One of the most distinctive virtues of Generation X developed out of what was initially identified as its distinctive vice: apathy.
It is a virtuous cynicism, a principled hypocrisy, a refusal to allow social norms to dictate individual sense of value.
To what was (at that time) the most narcissistically sanctimonious generation ever known, the Boomers, Gen Xers seemed to care about nothing at all. This, of course, was an artifact of Gen Xers caring nothing for those specific things that Boomers considered important and worthy of passionate unanimous commitment. Gen Xers actually did care about other things, namely exercising the freedom to care about what one actually feels to be valuable.
When Gen Xers found themselves in milieus that imposed values and beliefs that did not connect with their own values, their strategy was to protect their true inward experience by treating the performative requirements as an external game. As kids, there was more outward expression of cynicism, more eye-rolling and resistance. The game was moronic, and the contempt was allowed to show through. As adults, personal responsibilities increased and became bound up with the welfare of loved ones, public personas became more opaque, and the inner life was confined to and concealed within the private sphere. Gen X is the geode generation.
Of course, to the Boomers and their somehow even more sanctimonious, narcissistic and aggressive offspring, this privacy might seem cowardly, selfish — or, worst of all, inauthentic — but a glance at census data should show the prudence of this strategy. Gen X is a tiny generation, composed of genuine individuals. If Gen X wishes to preserve individuality against two massive ideologically aggressive and cohesive generations profoundly offended by dissent, flight might make more sense than fight. In conditions like these, where people are socially sanctioned for ideological nonconformity attempts at authenticity will come at the expense of one’s own inward sense of truth. In times like ours, individuality goes underground or ceases to exist. If, as a friend of mine has suggested, that disagreement is a form of respect, it follows that agreement can be a form of contempt, and I would argue it might be time to once again allow the contempt shine through. If there was one characteristic of Generation X that could rival apathy, it was irony.

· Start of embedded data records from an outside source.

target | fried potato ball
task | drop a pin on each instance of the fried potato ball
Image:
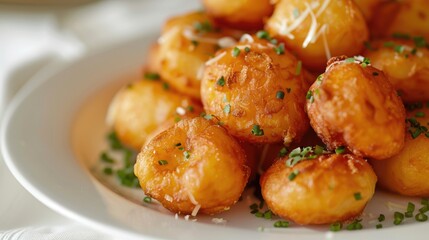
(406, 17)
(406, 173)
(318, 29)
(257, 90)
(330, 188)
(355, 105)
(195, 166)
(186, 43)
(139, 108)
(406, 65)
(241, 14)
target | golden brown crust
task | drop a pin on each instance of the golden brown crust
(323, 190)
(240, 14)
(357, 107)
(212, 177)
(345, 33)
(407, 172)
(406, 66)
(139, 108)
(247, 94)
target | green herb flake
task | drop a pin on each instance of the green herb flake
(203, 27)
(257, 131)
(147, 199)
(282, 152)
(280, 95)
(355, 225)
(221, 81)
(281, 224)
(336, 227)
(108, 171)
(235, 52)
(263, 35)
(421, 217)
(106, 158)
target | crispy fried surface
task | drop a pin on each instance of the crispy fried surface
(322, 192)
(212, 176)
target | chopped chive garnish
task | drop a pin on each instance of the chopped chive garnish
(162, 162)
(221, 81)
(106, 158)
(293, 175)
(280, 95)
(280, 49)
(349, 60)
(227, 109)
(263, 35)
(355, 225)
(335, 227)
(203, 27)
(281, 224)
(152, 76)
(421, 217)
(257, 131)
(108, 171)
(298, 68)
(398, 218)
(282, 152)
(358, 196)
(340, 150)
(235, 52)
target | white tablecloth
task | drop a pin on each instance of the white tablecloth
(33, 38)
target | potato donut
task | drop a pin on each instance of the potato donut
(257, 90)
(185, 44)
(354, 105)
(330, 188)
(240, 14)
(406, 63)
(406, 173)
(406, 16)
(318, 29)
(140, 107)
(195, 166)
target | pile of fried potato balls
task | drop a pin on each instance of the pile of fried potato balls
(240, 89)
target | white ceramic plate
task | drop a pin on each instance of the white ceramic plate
(53, 133)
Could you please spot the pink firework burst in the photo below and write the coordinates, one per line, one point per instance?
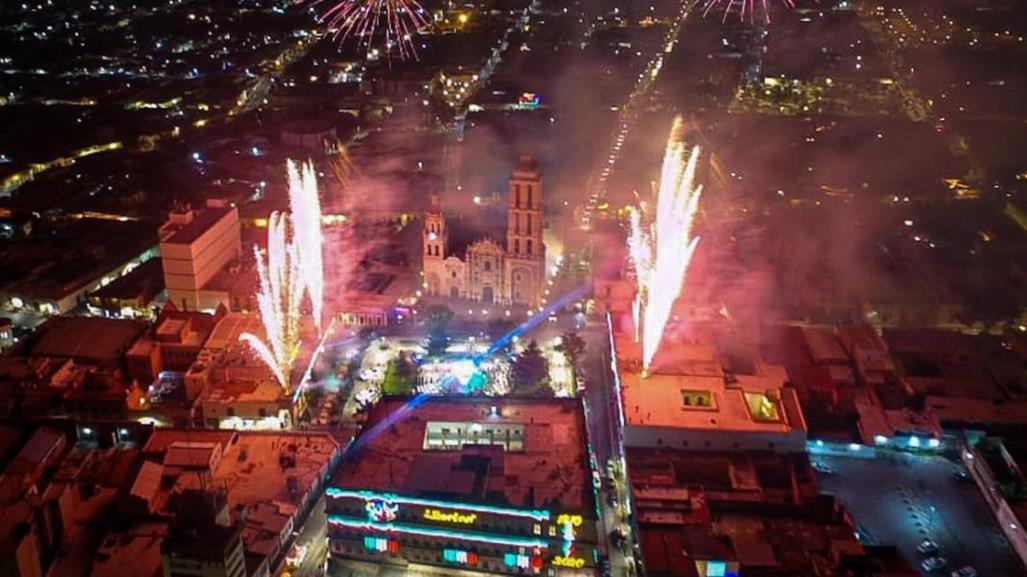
(398, 21)
(742, 7)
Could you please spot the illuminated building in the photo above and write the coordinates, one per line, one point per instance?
(238, 390)
(690, 401)
(459, 484)
(490, 271)
(195, 245)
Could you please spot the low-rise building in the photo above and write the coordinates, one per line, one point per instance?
(689, 401)
(464, 486)
(195, 245)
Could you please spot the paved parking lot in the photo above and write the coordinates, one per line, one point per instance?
(900, 499)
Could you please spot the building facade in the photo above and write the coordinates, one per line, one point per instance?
(195, 245)
(464, 487)
(488, 271)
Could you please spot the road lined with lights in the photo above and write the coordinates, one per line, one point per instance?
(628, 116)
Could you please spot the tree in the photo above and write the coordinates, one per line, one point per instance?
(438, 315)
(530, 371)
(401, 376)
(572, 345)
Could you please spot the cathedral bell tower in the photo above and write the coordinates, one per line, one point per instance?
(433, 240)
(525, 252)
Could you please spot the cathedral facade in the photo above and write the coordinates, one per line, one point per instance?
(488, 271)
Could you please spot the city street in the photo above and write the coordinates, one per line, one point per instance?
(313, 536)
(601, 404)
(902, 499)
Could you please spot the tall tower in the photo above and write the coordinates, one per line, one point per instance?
(434, 240)
(525, 252)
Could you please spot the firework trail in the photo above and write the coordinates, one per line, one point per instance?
(398, 18)
(306, 220)
(278, 301)
(661, 252)
(742, 7)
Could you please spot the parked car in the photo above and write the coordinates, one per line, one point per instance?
(926, 547)
(934, 564)
(822, 467)
(611, 499)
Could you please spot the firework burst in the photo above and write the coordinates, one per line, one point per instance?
(278, 301)
(398, 21)
(306, 219)
(662, 249)
(744, 8)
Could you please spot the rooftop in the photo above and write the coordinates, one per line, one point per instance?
(255, 466)
(691, 390)
(188, 231)
(86, 339)
(540, 461)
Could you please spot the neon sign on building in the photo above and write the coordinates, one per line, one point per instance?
(535, 514)
(571, 562)
(380, 510)
(439, 515)
(460, 556)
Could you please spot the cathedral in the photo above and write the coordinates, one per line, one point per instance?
(484, 269)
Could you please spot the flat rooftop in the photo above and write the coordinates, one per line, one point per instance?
(201, 221)
(86, 339)
(692, 392)
(530, 453)
(255, 466)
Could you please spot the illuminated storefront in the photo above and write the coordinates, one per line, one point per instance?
(369, 526)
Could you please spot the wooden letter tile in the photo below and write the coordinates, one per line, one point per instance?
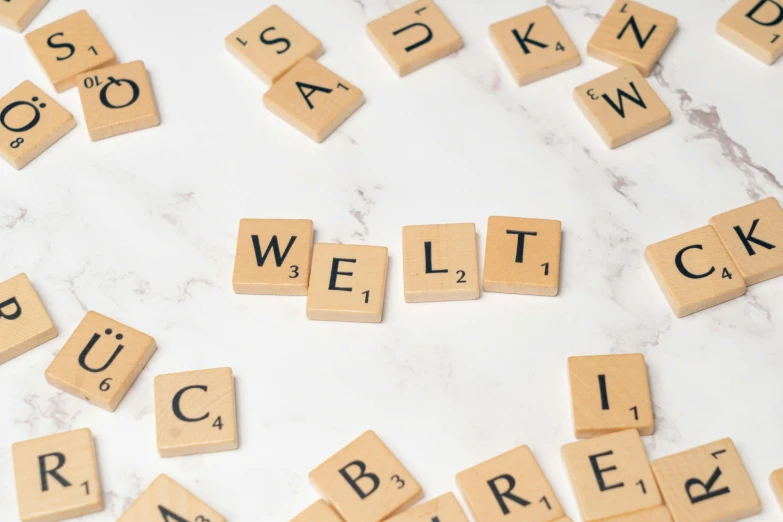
(695, 271)
(195, 412)
(69, 47)
(57, 477)
(24, 323)
(534, 45)
(440, 263)
(347, 283)
(611, 475)
(755, 26)
(610, 393)
(622, 106)
(117, 100)
(100, 361)
(414, 36)
(753, 235)
(707, 484)
(165, 501)
(365, 482)
(273, 256)
(271, 43)
(634, 34)
(510, 488)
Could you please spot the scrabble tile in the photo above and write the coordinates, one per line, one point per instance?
(633, 34)
(522, 256)
(24, 323)
(753, 235)
(271, 43)
(347, 283)
(100, 361)
(707, 484)
(414, 36)
(695, 271)
(30, 123)
(365, 482)
(195, 412)
(534, 45)
(57, 477)
(610, 393)
(621, 106)
(117, 100)
(69, 47)
(510, 488)
(273, 256)
(611, 475)
(440, 263)
(166, 501)
(755, 26)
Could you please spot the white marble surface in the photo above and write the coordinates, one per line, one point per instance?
(143, 228)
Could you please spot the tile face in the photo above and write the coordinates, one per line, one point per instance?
(166, 501)
(117, 100)
(694, 271)
(610, 393)
(365, 482)
(24, 323)
(414, 36)
(273, 256)
(755, 26)
(101, 360)
(633, 34)
(69, 47)
(271, 43)
(57, 477)
(522, 256)
(753, 235)
(707, 484)
(611, 475)
(440, 263)
(347, 283)
(195, 412)
(621, 106)
(511, 488)
(30, 123)
(534, 45)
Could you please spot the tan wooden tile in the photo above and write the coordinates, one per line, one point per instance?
(24, 323)
(753, 235)
(634, 34)
(621, 106)
(611, 475)
(30, 123)
(707, 484)
(365, 482)
(166, 501)
(101, 360)
(57, 477)
(610, 393)
(69, 47)
(534, 45)
(195, 412)
(414, 36)
(694, 271)
(510, 488)
(271, 43)
(440, 263)
(522, 256)
(347, 283)
(273, 256)
(756, 26)
(117, 100)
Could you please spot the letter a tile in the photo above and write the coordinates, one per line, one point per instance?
(365, 482)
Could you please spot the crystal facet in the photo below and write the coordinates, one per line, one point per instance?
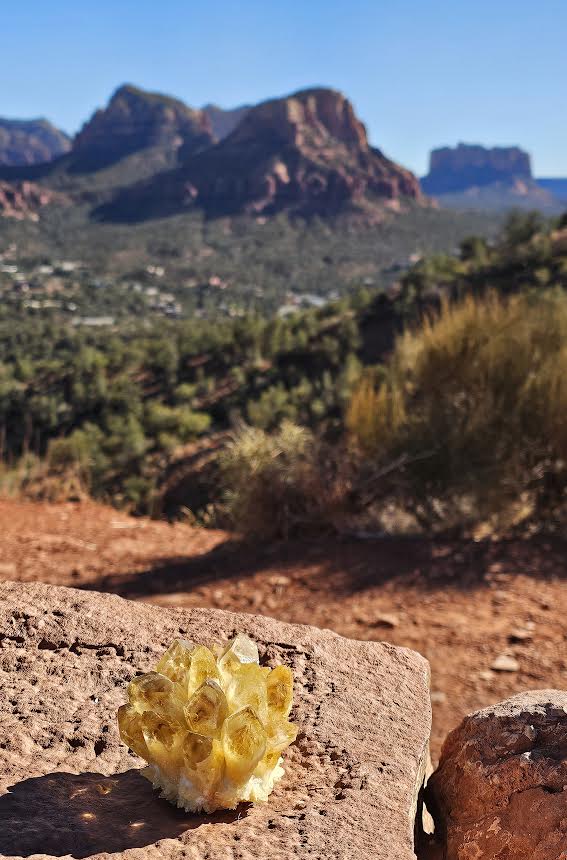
(213, 730)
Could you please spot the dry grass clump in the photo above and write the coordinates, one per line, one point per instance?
(476, 401)
(281, 482)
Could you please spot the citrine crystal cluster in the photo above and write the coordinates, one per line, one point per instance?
(212, 727)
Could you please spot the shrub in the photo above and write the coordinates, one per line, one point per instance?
(279, 483)
(476, 401)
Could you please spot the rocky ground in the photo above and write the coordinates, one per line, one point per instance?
(490, 617)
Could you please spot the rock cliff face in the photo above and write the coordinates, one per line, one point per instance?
(23, 200)
(224, 121)
(306, 154)
(135, 120)
(68, 786)
(34, 141)
(467, 166)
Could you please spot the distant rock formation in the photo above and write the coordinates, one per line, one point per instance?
(22, 200)
(476, 177)
(556, 186)
(306, 154)
(224, 121)
(468, 166)
(33, 141)
(134, 120)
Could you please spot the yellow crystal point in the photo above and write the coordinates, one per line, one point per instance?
(203, 667)
(130, 727)
(243, 743)
(212, 724)
(155, 692)
(241, 649)
(207, 709)
(164, 741)
(176, 661)
(279, 686)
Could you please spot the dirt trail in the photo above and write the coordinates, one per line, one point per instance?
(461, 604)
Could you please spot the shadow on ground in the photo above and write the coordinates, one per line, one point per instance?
(88, 813)
(347, 566)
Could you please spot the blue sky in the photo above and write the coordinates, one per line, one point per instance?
(421, 73)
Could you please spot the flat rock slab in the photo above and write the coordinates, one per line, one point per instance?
(69, 787)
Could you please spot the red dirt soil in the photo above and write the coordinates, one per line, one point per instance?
(461, 604)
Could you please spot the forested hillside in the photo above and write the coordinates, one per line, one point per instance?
(112, 408)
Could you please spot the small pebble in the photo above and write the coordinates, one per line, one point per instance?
(505, 663)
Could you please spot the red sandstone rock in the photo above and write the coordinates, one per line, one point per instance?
(68, 786)
(500, 790)
(306, 154)
(22, 200)
(135, 119)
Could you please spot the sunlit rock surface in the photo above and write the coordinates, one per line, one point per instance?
(70, 787)
(212, 728)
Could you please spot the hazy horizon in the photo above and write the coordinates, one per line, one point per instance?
(419, 78)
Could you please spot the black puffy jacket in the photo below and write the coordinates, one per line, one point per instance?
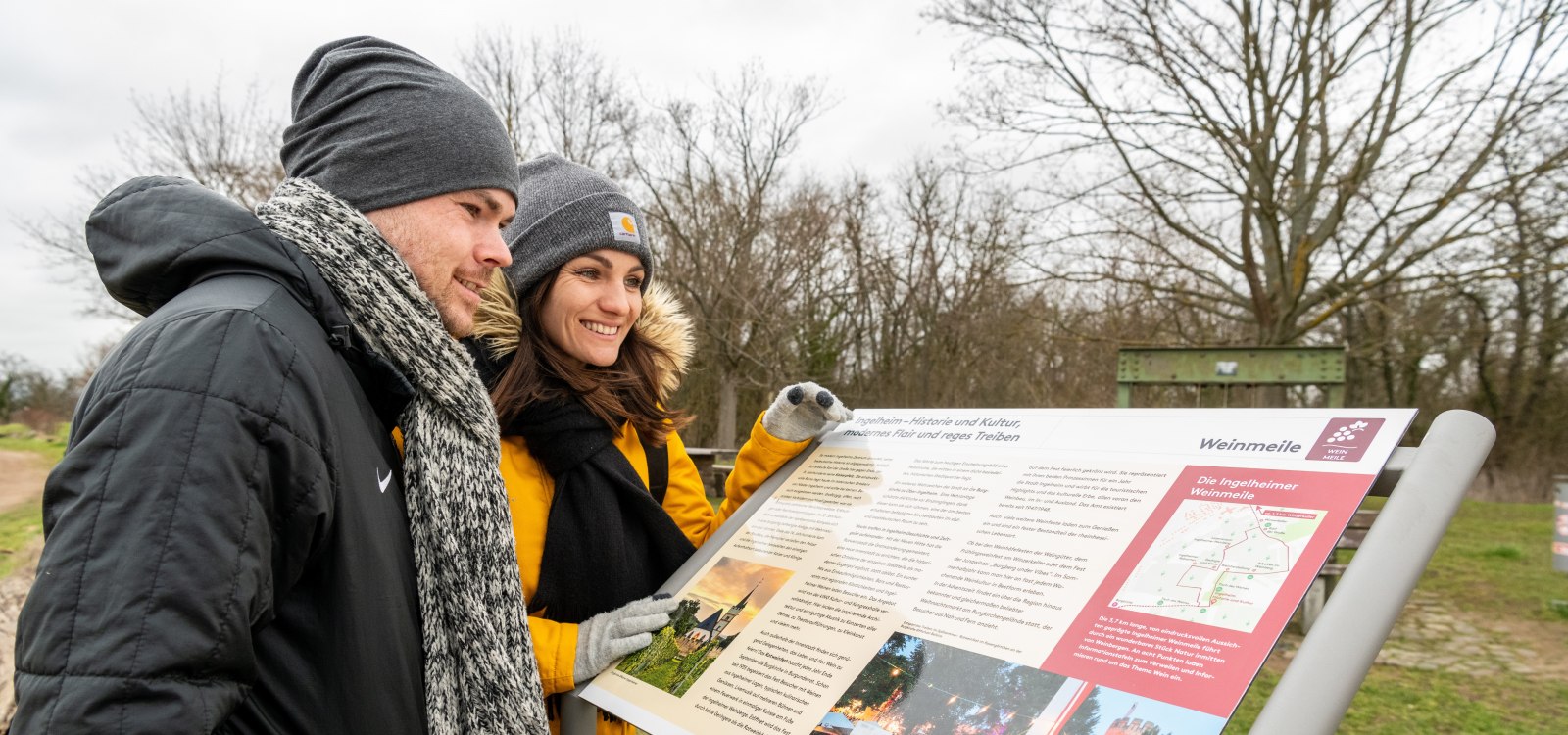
(226, 539)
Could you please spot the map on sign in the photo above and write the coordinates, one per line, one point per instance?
(1219, 563)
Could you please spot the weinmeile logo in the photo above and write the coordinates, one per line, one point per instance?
(1345, 439)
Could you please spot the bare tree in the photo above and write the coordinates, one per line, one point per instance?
(554, 96)
(723, 206)
(1266, 162)
(941, 303)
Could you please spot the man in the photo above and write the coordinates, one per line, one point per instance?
(234, 543)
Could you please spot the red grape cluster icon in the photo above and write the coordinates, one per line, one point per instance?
(1346, 433)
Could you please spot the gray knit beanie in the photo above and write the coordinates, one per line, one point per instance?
(568, 211)
(380, 125)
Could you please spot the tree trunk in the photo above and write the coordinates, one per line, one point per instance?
(725, 436)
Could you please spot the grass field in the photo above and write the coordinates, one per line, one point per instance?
(1494, 567)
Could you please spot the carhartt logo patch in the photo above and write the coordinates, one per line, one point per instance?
(623, 226)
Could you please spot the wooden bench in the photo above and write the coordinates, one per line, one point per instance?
(1338, 560)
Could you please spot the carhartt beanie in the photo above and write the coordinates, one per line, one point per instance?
(380, 125)
(568, 211)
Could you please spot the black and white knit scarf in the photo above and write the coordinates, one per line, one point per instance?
(480, 672)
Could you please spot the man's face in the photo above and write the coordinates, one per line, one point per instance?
(452, 243)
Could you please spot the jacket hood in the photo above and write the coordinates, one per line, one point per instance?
(662, 323)
(156, 237)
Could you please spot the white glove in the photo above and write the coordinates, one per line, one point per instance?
(802, 411)
(608, 637)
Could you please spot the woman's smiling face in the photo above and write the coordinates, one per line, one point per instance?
(593, 305)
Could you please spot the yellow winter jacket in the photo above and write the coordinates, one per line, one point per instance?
(530, 488)
(529, 492)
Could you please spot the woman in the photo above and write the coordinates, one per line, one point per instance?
(580, 355)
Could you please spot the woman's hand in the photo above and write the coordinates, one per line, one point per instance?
(802, 411)
(608, 637)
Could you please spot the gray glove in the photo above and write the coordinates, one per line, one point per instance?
(608, 637)
(802, 411)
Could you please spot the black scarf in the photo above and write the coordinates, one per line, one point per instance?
(609, 541)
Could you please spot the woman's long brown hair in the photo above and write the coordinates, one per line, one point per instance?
(626, 390)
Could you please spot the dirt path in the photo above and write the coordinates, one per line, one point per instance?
(21, 480)
(21, 476)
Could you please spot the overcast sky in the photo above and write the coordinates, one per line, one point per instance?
(68, 71)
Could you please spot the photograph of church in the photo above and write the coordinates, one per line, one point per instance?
(710, 614)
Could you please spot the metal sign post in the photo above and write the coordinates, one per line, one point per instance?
(1560, 539)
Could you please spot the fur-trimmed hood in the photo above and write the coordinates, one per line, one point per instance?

Note from Feb. 15: Of course, it is unprincipled hypocrisy for a professed liberal to praise or condemn entire generations as a group. It is true that individuals coalesce around shared worldviews and function from them as collectivities, and that generational worldviews tend to shape the character of individuals — but it is easy to move from that position to seeing individuals as mere products of their generation and then further into the illiberal habit of seeing people primarily as examples or even agents of some collective “spiritual” being, as mere types.
I am leaving this post up as an example of what I look like when I have an illiberal relapse.